THE UK Government will need to make more than £60 billion worth of “painful spending cuts” to get public finances under control after last month’s mini-budget.

In their “green budget”, published today and produced in association with the investment bank Citi, the Institute for Fiscal Studies say the scale of the challenge facing Liz Truss and Kwasi Kwarteng is immense and that “trimming the fat” will not be enough.

And they warn that failing to credibly explain where the cuts in spending are coming from risks more turmoil in the markets.

“The Chancellor might, through some such combination, find a way to have debt stabilised in the final year of his forecast without rowing back on any more of his recently announced tax cuts,” the report says.

“But promising a tightening on this scale through spending cuts alone, without actually specifying which budgets would be cut, risks stretching credulity to breaking point at a time when the government’s fiscal strategy is under intense external scrutiny, not least from the financial markets on which government borrowing depends.”

The IFS said government borrowing now looked set to hit almost £200bn this year – more than double the £99bn forecast at the time of the last budget in March.

The think tank says faster growth would “definitely help” the Chancellor.

The government is aiming for growth of 2.5 per cent – however, forecasts from Citi suggest it will average just 0.8% a year.

That, the IFS said, would mean a “fiscal tightening” of £62bn in 2026–27 to stabilise debt levels.

Even with a “big increase” of an additional 0.25 percentage points of growth every year, Mr Kwarteng would still need to find savings of approximately £40bn.

The think tank says that if government was to link the uprating of benefits to earnings at 5.5% rather than inflation at 10%, they would save just £13bn.

Cutting capital spending to 2% of national income, could save another £14bn, though the IFS point out that this “would hardly be a growth-friendly move.”

But with NHS spending protected, and Ms Truss committing to increased defence spending, the required cuts to everything else would rise to 27%.

Ben Zaranko of the IFS said other services may have to be axed altogether.

“If you want to be increasing defence by that amount, if you want to have the NHS not keel over, you are looking at cuts of more like a fifth, more like a quarter, to everything else,” he said.

“You do not do that through efficiency savings and trimming the fat. You have to say what it is the state currently does that the state is no longer going to do.”

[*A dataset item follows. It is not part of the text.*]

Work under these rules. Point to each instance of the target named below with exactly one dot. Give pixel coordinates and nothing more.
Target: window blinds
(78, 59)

Citi believes inflation will peak near 12% but that the Bank of England’s policy rate may peak at just 4.5%, below what markets are pricing in.

They forecast that spending power will be hit by soaring energy and food prices, with the poorest households struggling most.

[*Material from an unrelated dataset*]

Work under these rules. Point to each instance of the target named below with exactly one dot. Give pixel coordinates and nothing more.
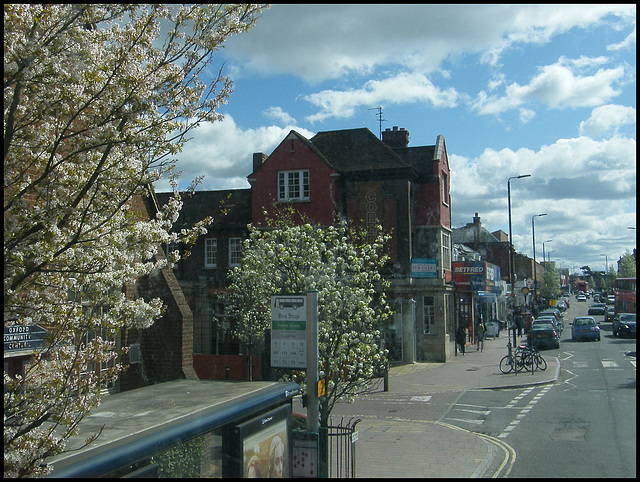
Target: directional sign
(23, 338)
(289, 331)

Food inflation could reach 17% in early 2023.

And, they add, households could soon be hit by rising mortgage costs, as increasing numbers roll off their fixed-rate deals.

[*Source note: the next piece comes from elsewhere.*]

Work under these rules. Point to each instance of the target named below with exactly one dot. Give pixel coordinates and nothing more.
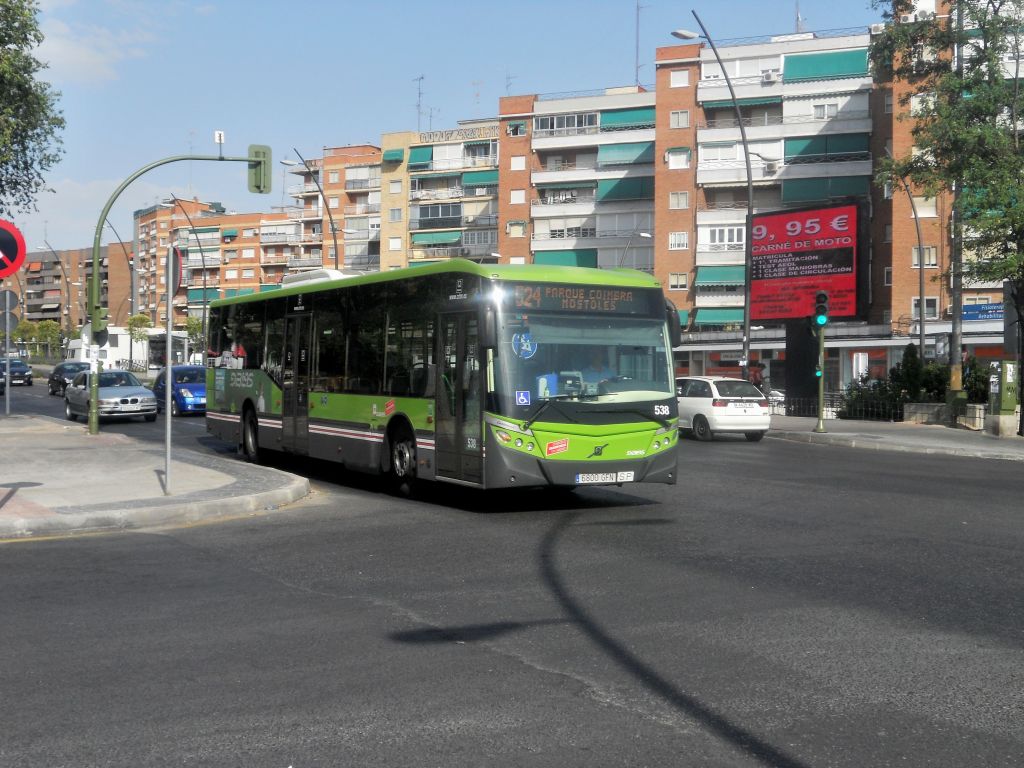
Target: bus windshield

Citigroup’s chief UK economist Ben Nabarro said Mr Kwarteng’s decision to cut taxes meant the Bank of England could be forced to raise interest rates even higher than would otherwise be the case, in order to keep a lid on inflation.

“In current circumstances, the contradictory position of monetary and fiscal policy is an error,” Mr Nabarro said.

“At best we think this means bruising increases in unemployment … we see that as a prohibitively painful economic process in the medium term.”

Paul Johnson, the director of IFS, admitted it was very difficult to make forecasts about the state of the public finances given the “uncertainties about the path of the economy over the next few years.”

He said: “We project borrowing of £100bn a year in the medium term – but that could be wrong by tens of billions in either direction. 

“A credible fiscal plan will recognise that uncertainty, but cannot ignore the fact that, on a reasonable central forecast, debt is forecast to continue rising in the medium term. 

“The Chancellor has acknowledged that we should be striving to reduce it.”

However, Mr Johnson said Mr Kwarteng “should not rely on over-optimistic growth forecasts or promises of unspecified spending cuts. To do so would risk his plans lacking credibility.”